In an update on the hepatitis A outbreaks of four midwestern states battling the viral disease, we look at the numbers in West Virginia, Kentucky, Indiana and Michigan.
Since March 2018, the West Virginia Bureau for Public Health has reported an increase in the number of confirmed cases of acute hepatitis A virus.
As of Aug. 3, health officials have reported 791 outbreak cases. While cases have been reported in two dozen counties, the bulk of the cases are reported in two counties–Kanawha (416) and Cabell (167).
Six out of 10 people required hospitalization and two deaths were reported.
This increase in cases has primarily been among injection and non-injection drug users, homeless or mobile individuals, and those who have been recently incarcerated. Viral sequencing has linked cases from Kentucky and California.
Since August 1, 2017 through July 24, 2018, Kentucky health officials have identified 1,221 cases of acute hepatitis A, a liver disease caused by hepatitis A virus. An increase in cases since Aug. 1, 2017, primarily among the homeless and drug users, prompted declaration of a statewide outbreak in Nov. 2017.
687 people required hospitalization and eight deaths were recorded.
Viral sequencing has linked several outbreak-associated cases in Kentucky with outbreaks in California and Utah.
Since November 2017, the Indiana State Department of Health (ISDH) has been investigating an outbreak of acute hepatitis A virus (HAV). Through Aug. 3, 334 outbreak cases have been reported with 45 percent requiring hospitalization and one death.
Most of the cases have been reported in the southern counties of the state.

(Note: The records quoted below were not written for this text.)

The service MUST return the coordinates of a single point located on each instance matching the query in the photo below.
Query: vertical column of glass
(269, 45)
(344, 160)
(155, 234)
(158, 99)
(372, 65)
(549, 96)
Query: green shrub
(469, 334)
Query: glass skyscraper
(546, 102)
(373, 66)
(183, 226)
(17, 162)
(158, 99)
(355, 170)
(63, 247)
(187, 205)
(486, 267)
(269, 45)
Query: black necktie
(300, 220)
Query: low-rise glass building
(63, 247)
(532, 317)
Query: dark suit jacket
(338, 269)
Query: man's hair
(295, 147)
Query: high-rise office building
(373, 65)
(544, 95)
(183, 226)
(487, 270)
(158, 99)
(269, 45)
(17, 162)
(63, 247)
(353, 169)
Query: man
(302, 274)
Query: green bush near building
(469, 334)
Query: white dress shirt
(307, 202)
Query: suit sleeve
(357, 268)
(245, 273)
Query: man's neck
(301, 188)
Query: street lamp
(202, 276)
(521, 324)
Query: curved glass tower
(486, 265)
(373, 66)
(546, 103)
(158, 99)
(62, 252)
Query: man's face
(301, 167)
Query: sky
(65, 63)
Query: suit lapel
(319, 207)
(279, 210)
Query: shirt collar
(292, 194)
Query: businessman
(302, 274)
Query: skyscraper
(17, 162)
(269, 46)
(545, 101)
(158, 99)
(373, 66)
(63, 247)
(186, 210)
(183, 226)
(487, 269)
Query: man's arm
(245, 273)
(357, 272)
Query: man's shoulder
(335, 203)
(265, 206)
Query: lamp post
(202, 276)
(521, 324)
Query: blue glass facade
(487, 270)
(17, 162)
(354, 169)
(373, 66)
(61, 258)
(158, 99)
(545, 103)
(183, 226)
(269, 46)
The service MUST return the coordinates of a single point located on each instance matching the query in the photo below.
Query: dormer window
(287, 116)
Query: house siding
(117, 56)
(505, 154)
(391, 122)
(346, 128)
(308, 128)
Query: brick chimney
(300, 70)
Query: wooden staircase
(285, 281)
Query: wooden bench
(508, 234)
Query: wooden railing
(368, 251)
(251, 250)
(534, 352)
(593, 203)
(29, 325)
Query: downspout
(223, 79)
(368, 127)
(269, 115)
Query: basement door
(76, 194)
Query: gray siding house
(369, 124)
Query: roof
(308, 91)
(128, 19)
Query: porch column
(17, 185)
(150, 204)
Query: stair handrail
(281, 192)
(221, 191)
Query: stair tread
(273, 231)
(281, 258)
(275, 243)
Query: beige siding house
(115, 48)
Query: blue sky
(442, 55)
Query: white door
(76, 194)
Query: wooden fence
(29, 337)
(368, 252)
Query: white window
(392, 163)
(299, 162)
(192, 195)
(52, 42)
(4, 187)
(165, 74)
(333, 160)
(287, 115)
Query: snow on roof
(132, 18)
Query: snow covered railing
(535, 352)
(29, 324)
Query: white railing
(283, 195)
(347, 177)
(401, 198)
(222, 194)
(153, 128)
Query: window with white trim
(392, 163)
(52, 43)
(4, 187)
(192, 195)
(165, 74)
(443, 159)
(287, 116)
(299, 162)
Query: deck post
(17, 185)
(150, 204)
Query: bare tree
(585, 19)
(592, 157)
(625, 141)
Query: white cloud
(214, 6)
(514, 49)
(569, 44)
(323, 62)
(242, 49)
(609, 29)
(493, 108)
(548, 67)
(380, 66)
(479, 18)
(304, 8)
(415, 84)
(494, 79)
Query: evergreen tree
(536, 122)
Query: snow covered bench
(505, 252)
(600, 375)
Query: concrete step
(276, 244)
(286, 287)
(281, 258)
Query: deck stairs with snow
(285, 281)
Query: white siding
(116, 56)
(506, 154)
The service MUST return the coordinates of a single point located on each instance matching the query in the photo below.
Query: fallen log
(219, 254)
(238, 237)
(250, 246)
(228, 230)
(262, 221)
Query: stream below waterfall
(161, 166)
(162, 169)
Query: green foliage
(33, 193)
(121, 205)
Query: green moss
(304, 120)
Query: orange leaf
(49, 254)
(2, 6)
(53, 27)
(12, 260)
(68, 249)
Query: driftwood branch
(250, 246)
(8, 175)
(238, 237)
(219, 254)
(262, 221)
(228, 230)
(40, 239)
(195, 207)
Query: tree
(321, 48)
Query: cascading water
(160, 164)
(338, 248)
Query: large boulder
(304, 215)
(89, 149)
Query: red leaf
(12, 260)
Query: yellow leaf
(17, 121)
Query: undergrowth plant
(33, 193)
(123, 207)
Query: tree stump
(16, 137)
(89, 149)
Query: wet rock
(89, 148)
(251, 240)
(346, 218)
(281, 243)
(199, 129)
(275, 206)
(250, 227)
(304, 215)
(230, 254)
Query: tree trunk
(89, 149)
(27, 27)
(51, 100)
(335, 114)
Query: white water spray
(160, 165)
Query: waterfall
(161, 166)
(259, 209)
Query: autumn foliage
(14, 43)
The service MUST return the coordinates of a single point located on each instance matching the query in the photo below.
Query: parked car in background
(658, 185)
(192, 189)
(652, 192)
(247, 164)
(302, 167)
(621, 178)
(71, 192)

Cases have been infected with HAV strains genetically linked to outbreaks across the United States. Indiana has an average of 20 cases of hepatitis A per 12 month period.
Public health officials and the Michigan Department of Health and Human Services (MDHHS) are continuing to see an elevated number of hepatitis A cases in the state.
As of August 1, 2018, 869 cases were reported with 80 percent of patients requiring hospitalization. 27 deaths have been reported.
Macomb County, Detroit, Wayne and Oakland counties have reported the most cases.